Development bank in Cologne, Germany

DEG - Deutsche Investitions- und Entwicklungsgesellschaft (which translates as German Investment and Development Corporation) is a Development Finance Institution (DFI) and a subsidiary of KfW Group. It was founded in Cologne in September 1962 as a federally owned company by the former Federal President Walter Scheel. Since its foundation, DEG has been headquartered in Cologne. In 2008, DEG moved into a modern, energy efficient office building in the city centre. DEG has 17 representative offices across the world, inter alia in Bangkok, Beijing, Istanbul, Jakarta, Johannesburg, Lagos, Lima, Mexico City, Nairobi, New Delhi, São Paulo and Singapore.
In 2025, DEG employed a staff of approximately 730, both in Germany and abroad. It facilitated private investments in developing and emerging countries by making available a total business volume of EUR 2.9 billion, the majority of which – around EUR 2.4 billion – was provided from own funds.

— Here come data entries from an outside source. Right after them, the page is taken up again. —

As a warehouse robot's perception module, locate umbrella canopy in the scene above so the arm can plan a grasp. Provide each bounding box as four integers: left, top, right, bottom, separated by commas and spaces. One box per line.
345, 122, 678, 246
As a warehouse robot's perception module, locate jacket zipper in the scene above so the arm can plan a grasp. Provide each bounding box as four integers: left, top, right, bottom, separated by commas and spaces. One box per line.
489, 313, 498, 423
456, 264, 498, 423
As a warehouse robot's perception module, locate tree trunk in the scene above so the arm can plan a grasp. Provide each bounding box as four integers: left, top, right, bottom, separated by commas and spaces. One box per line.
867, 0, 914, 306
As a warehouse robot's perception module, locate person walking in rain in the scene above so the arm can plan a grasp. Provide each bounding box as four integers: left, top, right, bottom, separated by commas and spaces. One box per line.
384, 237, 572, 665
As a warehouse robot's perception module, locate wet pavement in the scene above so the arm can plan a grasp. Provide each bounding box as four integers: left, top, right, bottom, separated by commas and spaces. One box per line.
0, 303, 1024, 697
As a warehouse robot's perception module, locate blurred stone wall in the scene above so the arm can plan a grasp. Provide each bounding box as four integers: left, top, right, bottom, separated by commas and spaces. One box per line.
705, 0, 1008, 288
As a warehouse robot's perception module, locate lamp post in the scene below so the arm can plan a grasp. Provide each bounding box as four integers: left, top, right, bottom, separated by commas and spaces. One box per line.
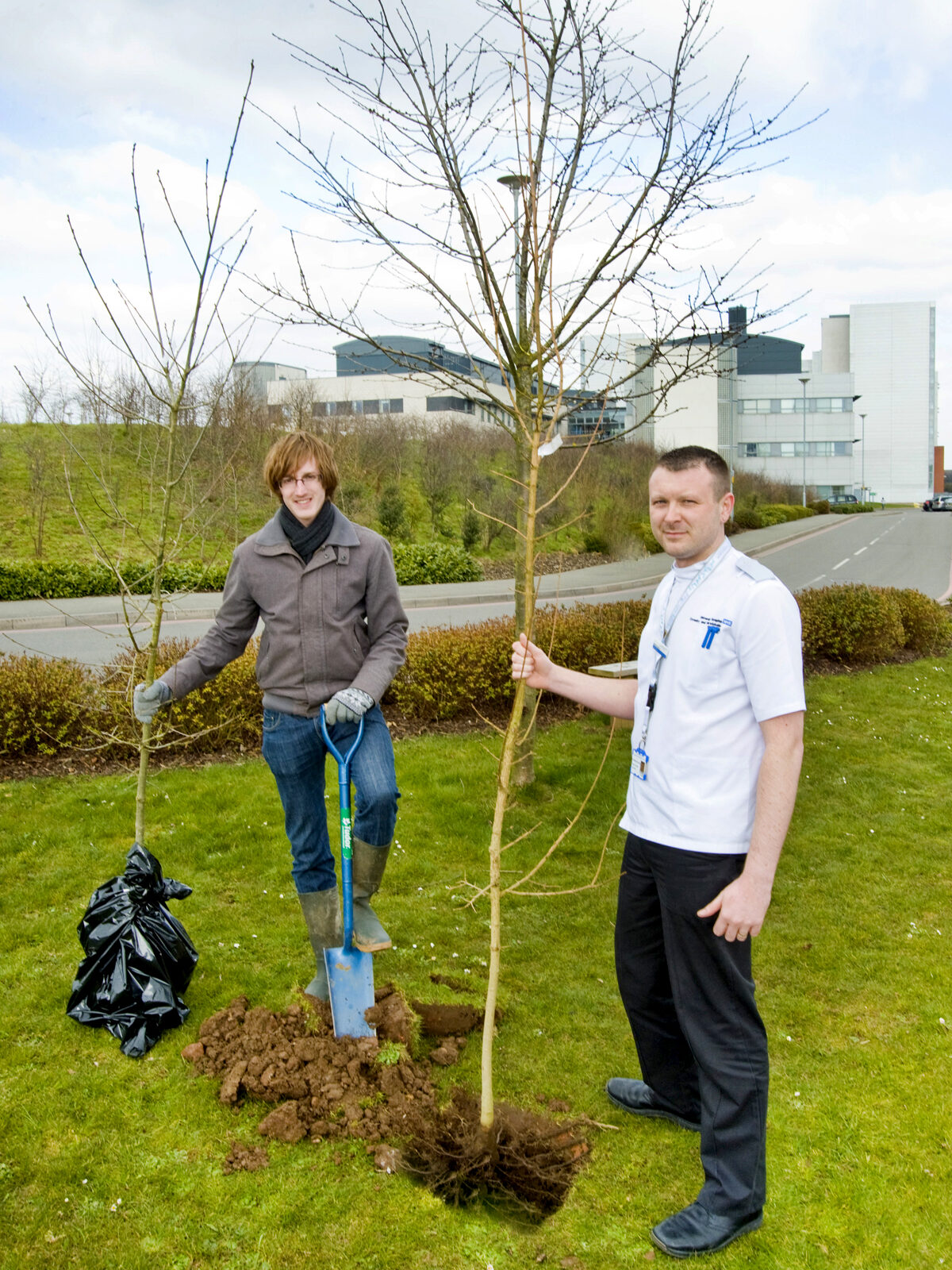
797, 375, 810, 506
497, 174, 529, 322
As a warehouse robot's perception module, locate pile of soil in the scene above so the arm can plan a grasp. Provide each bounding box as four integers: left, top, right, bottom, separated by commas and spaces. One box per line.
182, 984, 589, 1217
182, 986, 464, 1143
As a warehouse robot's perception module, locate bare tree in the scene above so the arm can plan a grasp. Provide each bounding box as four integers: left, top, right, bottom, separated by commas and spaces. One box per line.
265, 0, 807, 1130
21, 429, 56, 560
21, 66, 263, 842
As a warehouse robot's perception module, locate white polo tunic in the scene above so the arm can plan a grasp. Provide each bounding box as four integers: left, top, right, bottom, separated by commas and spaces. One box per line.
620, 548, 806, 855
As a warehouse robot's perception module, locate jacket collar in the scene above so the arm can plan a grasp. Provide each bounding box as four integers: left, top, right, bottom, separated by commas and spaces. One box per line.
254, 506, 360, 555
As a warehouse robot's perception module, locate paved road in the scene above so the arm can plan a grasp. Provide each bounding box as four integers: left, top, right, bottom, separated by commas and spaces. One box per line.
0, 510, 952, 665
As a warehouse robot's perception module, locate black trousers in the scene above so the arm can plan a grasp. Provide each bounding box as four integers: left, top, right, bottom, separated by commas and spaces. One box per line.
614, 833, 768, 1218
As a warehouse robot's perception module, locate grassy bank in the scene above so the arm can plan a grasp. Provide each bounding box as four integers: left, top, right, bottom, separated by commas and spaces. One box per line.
0, 658, 952, 1270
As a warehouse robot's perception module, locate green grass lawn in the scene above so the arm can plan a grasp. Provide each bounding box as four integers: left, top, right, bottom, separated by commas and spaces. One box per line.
0, 658, 952, 1270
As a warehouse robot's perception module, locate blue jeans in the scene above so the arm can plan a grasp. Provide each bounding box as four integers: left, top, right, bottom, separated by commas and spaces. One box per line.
262, 706, 400, 894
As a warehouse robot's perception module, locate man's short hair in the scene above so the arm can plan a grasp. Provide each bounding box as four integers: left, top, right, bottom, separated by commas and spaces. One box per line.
655, 446, 731, 499
264, 432, 340, 502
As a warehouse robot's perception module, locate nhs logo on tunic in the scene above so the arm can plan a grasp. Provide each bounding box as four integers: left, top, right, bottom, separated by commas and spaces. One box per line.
690, 618, 734, 648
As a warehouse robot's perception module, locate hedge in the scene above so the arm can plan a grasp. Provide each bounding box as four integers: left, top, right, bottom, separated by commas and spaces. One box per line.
0, 544, 482, 601
0, 586, 952, 758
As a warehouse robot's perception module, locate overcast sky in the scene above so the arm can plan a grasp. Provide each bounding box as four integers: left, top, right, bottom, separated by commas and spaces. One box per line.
0, 0, 952, 446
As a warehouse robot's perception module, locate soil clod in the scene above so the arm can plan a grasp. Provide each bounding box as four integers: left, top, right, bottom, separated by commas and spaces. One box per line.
182, 984, 589, 1218
221, 1141, 268, 1173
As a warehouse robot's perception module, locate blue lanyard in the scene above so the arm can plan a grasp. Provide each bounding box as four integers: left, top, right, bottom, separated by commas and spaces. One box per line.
639, 538, 731, 770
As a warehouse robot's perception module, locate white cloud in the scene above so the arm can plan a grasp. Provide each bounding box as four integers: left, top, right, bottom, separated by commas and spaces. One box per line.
0, 0, 952, 443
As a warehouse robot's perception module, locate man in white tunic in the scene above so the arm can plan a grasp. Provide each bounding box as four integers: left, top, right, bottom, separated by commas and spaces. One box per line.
512, 446, 804, 1257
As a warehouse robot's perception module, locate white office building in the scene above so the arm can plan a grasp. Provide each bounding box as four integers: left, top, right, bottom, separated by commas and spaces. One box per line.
620, 301, 937, 503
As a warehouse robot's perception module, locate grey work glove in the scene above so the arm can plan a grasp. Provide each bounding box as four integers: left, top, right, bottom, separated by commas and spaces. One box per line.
324, 688, 373, 728
132, 679, 171, 722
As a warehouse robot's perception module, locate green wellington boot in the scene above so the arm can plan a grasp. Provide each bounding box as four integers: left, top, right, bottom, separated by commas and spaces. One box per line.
297, 887, 344, 1001
351, 838, 392, 952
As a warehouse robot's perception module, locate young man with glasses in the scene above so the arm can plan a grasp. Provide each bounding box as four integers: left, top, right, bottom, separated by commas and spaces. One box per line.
133, 432, 408, 1001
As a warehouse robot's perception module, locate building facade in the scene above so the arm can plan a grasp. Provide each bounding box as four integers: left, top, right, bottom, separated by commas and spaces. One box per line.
622, 301, 938, 503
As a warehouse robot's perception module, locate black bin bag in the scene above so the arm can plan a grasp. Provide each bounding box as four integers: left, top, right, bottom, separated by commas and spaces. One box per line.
66, 842, 198, 1058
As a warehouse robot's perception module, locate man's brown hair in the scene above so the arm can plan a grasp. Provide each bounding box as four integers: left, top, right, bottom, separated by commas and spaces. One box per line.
264, 432, 340, 502
655, 446, 731, 499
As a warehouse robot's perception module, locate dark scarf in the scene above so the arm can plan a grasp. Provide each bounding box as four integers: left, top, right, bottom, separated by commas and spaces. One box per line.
278, 498, 334, 564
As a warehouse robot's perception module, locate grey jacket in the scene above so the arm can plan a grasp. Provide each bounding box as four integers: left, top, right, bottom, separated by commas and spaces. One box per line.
161, 508, 408, 716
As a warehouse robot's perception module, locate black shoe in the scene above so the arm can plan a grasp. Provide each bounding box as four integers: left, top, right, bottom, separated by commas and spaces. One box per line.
605, 1076, 701, 1133
651, 1203, 764, 1257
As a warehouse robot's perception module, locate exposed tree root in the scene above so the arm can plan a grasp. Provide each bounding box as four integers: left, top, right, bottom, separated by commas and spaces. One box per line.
404, 1090, 590, 1219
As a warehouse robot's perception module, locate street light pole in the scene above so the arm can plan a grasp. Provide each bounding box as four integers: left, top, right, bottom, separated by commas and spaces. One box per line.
797, 375, 810, 506
497, 175, 529, 335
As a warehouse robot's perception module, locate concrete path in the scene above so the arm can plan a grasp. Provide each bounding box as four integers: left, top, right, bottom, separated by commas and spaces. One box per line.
0, 514, 850, 631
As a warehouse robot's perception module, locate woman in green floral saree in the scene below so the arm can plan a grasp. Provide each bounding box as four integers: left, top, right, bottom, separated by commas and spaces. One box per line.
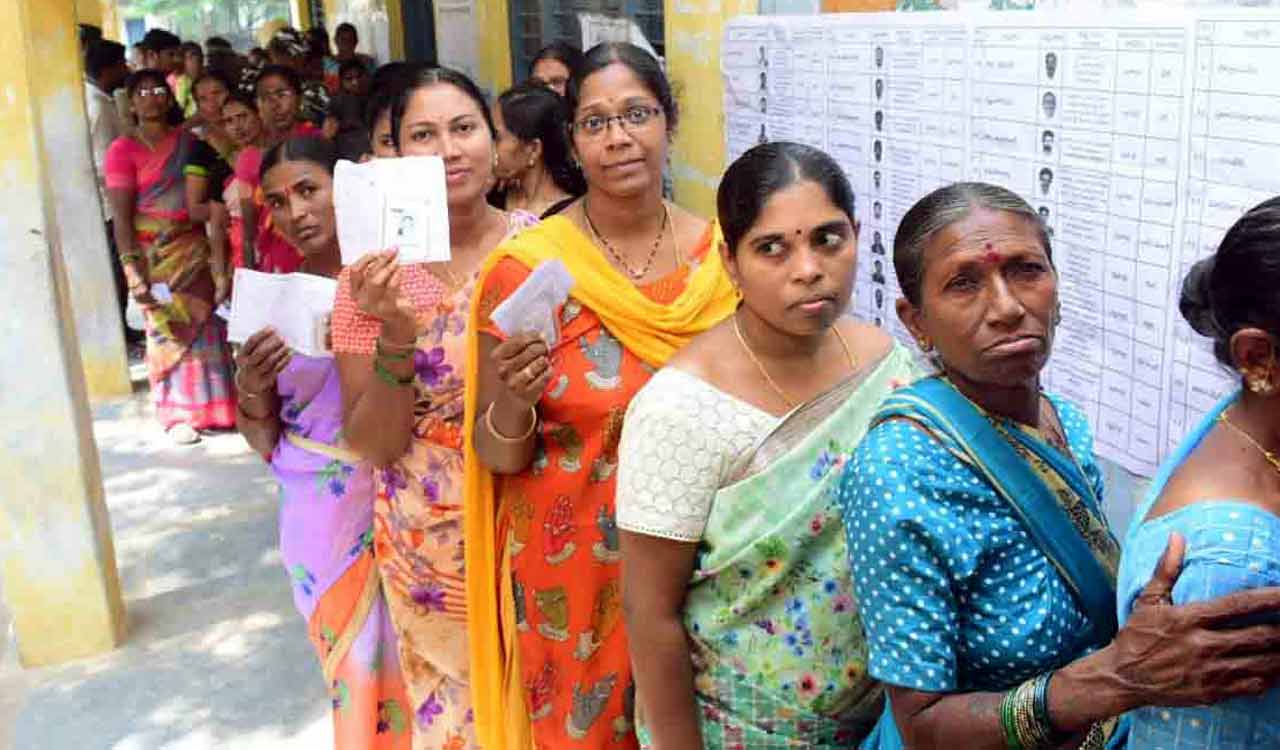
617, 143, 915, 750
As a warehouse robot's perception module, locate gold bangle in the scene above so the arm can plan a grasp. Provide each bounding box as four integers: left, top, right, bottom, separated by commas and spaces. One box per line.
484, 403, 538, 445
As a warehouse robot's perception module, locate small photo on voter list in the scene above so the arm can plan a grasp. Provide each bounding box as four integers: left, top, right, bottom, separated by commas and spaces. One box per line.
383, 197, 430, 256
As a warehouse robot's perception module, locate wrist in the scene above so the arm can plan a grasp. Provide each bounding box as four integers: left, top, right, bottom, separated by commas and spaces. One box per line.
379, 315, 417, 347
1050, 645, 1144, 716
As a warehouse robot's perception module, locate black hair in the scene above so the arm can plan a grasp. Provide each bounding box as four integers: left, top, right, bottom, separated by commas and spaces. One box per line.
529, 41, 584, 78
716, 141, 858, 255
365, 63, 408, 134
84, 40, 125, 78
124, 68, 184, 125
893, 182, 1053, 307
1178, 197, 1280, 369
138, 28, 182, 52
257, 136, 338, 182
223, 88, 257, 114
191, 68, 236, 96
253, 65, 302, 96
567, 42, 680, 133
386, 63, 497, 151
338, 58, 369, 79
498, 82, 586, 196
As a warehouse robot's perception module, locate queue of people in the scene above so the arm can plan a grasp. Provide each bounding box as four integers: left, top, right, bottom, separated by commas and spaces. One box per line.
80, 17, 1280, 750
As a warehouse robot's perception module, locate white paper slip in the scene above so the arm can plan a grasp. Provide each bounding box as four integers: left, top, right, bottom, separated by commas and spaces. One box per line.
489, 260, 573, 347
227, 269, 338, 357
333, 156, 449, 265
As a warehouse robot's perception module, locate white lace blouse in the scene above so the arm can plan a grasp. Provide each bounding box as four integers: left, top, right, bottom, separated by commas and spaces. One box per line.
617, 367, 778, 541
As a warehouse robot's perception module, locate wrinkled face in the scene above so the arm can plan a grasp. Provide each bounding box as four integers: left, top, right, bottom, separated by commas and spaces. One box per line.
257, 76, 302, 137
223, 101, 262, 147
722, 180, 858, 337
899, 209, 1057, 387
370, 109, 399, 159
573, 63, 667, 197
262, 161, 338, 255
493, 106, 535, 179
196, 78, 230, 123
129, 78, 173, 120
532, 58, 570, 96
399, 83, 493, 206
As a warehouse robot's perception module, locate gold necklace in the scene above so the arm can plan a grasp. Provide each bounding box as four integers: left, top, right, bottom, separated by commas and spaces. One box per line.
733, 315, 858, 408
582, 196, 671, 282
1217, 411, 1280, 474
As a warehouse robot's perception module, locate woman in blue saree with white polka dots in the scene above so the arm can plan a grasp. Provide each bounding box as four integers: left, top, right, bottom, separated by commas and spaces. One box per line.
838, 183, 1280, 750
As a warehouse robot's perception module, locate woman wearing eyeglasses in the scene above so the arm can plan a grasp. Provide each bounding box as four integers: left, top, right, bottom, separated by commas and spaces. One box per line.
102, 69, 236, 444
236, 65, 320, 274
465, 42, 737, 750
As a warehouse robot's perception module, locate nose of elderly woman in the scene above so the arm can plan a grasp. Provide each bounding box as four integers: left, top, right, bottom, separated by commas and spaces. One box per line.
987, 274, 1027, 324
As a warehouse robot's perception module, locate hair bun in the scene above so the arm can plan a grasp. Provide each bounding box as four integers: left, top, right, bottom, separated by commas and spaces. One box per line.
1178, 255, 1222, 339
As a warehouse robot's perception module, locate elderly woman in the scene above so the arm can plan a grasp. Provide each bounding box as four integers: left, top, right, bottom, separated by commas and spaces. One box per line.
1120, 198, 1280, 750
840, 183, 1280, 750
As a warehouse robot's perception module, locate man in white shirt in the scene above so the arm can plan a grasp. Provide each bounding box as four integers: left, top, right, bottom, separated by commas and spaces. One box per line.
84, 40, 138, 340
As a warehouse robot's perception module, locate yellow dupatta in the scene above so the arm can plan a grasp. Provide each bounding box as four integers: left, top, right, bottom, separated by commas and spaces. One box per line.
463, 216, 737, 750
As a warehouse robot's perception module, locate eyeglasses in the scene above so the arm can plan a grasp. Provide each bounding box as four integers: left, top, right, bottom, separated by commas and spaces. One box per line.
573, 106, 662, 138
257, 88, 297, 101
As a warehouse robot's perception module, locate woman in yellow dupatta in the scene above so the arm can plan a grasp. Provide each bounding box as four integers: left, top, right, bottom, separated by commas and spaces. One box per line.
465, 44, 736, 750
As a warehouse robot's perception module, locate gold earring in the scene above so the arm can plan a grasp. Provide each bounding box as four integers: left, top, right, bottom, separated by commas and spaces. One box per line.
1240, 365, 1276, 395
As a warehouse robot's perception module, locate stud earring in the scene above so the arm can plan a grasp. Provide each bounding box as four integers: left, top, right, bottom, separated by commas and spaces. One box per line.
1240, 366, 1276, 395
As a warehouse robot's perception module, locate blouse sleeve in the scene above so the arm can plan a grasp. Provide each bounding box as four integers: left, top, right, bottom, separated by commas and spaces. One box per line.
617, 376, 728, 541
182, 138, 221, 177
479, 257, 530, 340
102, 137, 138, 189
236, 146, 262, 186
838, 421, 960, 692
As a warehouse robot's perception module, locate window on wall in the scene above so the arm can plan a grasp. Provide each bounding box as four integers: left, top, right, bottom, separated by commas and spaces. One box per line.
307, 0, 329, 28
508, 0, 664, 81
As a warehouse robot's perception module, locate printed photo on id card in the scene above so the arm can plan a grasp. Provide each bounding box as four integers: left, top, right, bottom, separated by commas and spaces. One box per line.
383, 196, 430, 257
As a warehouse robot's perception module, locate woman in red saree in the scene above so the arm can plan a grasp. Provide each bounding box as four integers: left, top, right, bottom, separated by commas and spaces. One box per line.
104, 70, 236, 444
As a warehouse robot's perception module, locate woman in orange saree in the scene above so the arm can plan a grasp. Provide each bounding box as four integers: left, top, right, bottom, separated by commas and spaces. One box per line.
463, 44, 736, 750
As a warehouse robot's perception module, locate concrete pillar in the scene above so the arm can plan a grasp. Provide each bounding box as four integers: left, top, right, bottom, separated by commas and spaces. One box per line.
663, 0, 759, 218
0, 0, 124, 666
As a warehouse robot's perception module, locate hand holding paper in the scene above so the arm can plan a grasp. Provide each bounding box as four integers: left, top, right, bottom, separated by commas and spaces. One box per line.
333, 156, 449, 265
489, 260, 573, 347
227, 269, 338, 357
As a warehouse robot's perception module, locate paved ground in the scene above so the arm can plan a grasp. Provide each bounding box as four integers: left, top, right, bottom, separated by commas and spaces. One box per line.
0, 376, 332, 750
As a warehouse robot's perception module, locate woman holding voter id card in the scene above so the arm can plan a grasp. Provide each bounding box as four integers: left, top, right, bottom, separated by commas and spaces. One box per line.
236, 136, 412, 750
333, 67, 536, 750
465, 42, 737, 750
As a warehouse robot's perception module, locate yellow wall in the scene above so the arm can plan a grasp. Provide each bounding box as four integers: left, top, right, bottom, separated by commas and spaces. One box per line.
0, 0, 124, 666
664, 0, 759, 219
76, 0, 106, 26
474, 0, 512, 95
387, 0, 404, 60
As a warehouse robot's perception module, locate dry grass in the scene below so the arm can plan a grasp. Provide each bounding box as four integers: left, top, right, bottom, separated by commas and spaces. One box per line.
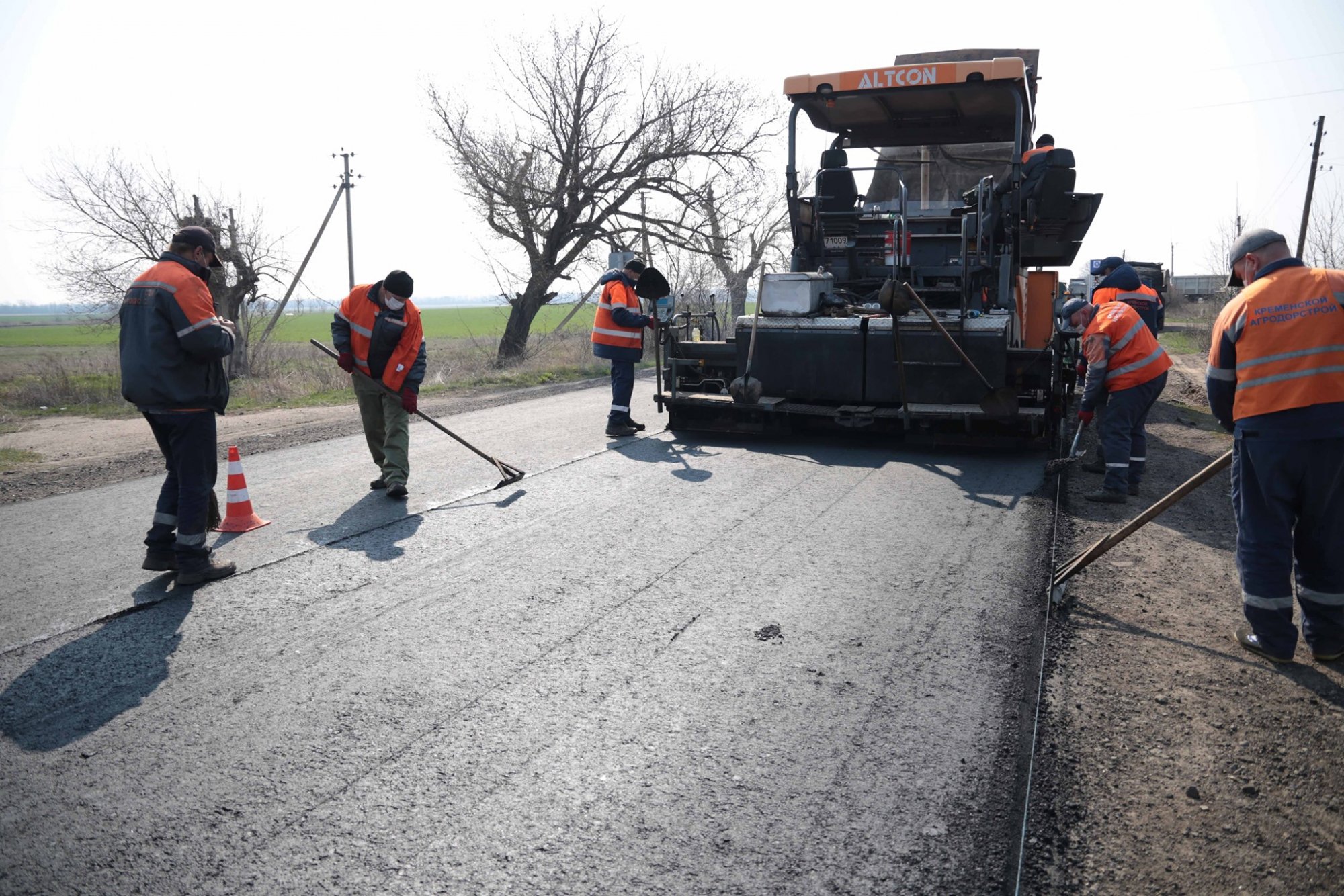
0, 332, 607, 422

With a portfolio of around EUR 11.7 billion in nearly 80 countries DEG is one of the world's largest private-sector development financiers.

==Mission and products==
DEG finances long-term investments of private companies in developing and emerging-market countries. As one of the world's largest development finance institutions, it promotes private sector companies to contribute to sustainable economic growth and improved living conditions in these countries.

DEG focuses on projects and corporate finance in Africa, Asia, and Latin America, as well as in Central, Eastern and South-Eastern Europe. Its financing products, which are offered at market-oriented conditions, comprise:

- Business support services
- Equity capital
- Guarantees
- Long-term loans
- Mezzanine financing

Among DEG's customers are corporates, financial institutions, funds and project financiers.
Moreover, DEG offers advisory services, which are offered to both companies willing to invest and institutions promoting private-sector cooperation in its partner countries.
Furthermore, DEG - as one of the two official partners - implements the develoPPP programme of the Federal German Ministry for Economic Co-operation and Development (BMZ). develoPPP targets companies that invest in developing and emerging-market countries and are seeking ways to shape their corporate commitment in the long term. These develoPPP funds are mainly allotted to projects concerning environment, training and upskilling, workplace security and to outstanding pilot projects.

Since 2017, DEG offers financial support and solutions via German Desks together with local partner banks and local German Chambers of Commerce Abroad. A local bank employee who operates in both languages and cultures, handles particular needs of German firms or supports investment financing for local companies wishing to acquire German equipment, for example.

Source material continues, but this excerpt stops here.